There are a lot of claims on StackOverflow and elsewhere that nth_element is O(n) and that it is typically implemented with Introselect: http://en.cppreference.com/w/cpp/algorithm/nth_element

I want to know how this can be achieved. I looked at Wikipedia's explanation of Introselect and that just left me more confused. How can an algorithm switch between QSort and Median-of-Medians?

I found the Introsort paper here: http://citeseerx.ist.psu.edu/viewdoc/download?doi=10.1.1.14.5196&rep=rep1&type=pdf But that says:

In this paper, we concentrate on the sorting problem and return to the selection problem only briefly in a later section.

I've tried to read through the STL itself to understand how nth_element is implemented, but that gets hairy real fast.

Could someone show me pseudo-code for how Introselect is implemented? Or even better, actual C++ code other than the STL of course :)

Answer

5gon12eder picture 5gon12eder · Mar 19, 2015

Disclaimer: I don't know how std::nth_element is implemented in any standard library.

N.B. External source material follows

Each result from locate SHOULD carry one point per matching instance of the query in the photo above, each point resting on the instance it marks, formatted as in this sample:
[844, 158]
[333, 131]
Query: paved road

If you know how Quicksort works, you can easily modify it to do what is needed for this algorithm. The basic idea of Quicksort is that in each step, you partition the array into two parts such that all elements less than the pivot are in the left sub-array and all elements equal to or greater than the pivot are in the right sub-array. (A modification of Quicksort known as ternary Quicksort creates a third sub-array with all elements equal to the pivot. Then the right sub-array contains only entries strictly greater than the pivot.) Quicksort then proceeds by recursively sorting the left and right sub-arrays.

If you only want to move the n-th element into place, instead of recursing into both sub-arrays, you can tell in every step whether you will need to descend into the left or right sub-array. (You know this because the n-th element in a sorted array has index n so it becomes a matter of comparing indices.) So – unless your Quicksort suffers worst-case degeneration – you roughly halve the size of the remaining array in each step. (You never look at the other sub-array again.) Therefore, on average, you are dealing with arrays of the following lengths in each step:

  1. Θ(N)
  2. Θ(N / 2)
  3. Θ(N / 4)

Each step is linear in the length of the array it is dealing with. (You loop over it once and decide into what sub-array each element should go depending on how it compares to the pivot.)

You can see that after Θ(log(N)) steps, we will eventually reach a singleton array and are done. If you sum up N (1 + 1/2 + 1/4 + …), you'll get 2 N. Or, in the average case, since we cannot hope that the pivot will always exactly be the median, something on the order of Θ(N).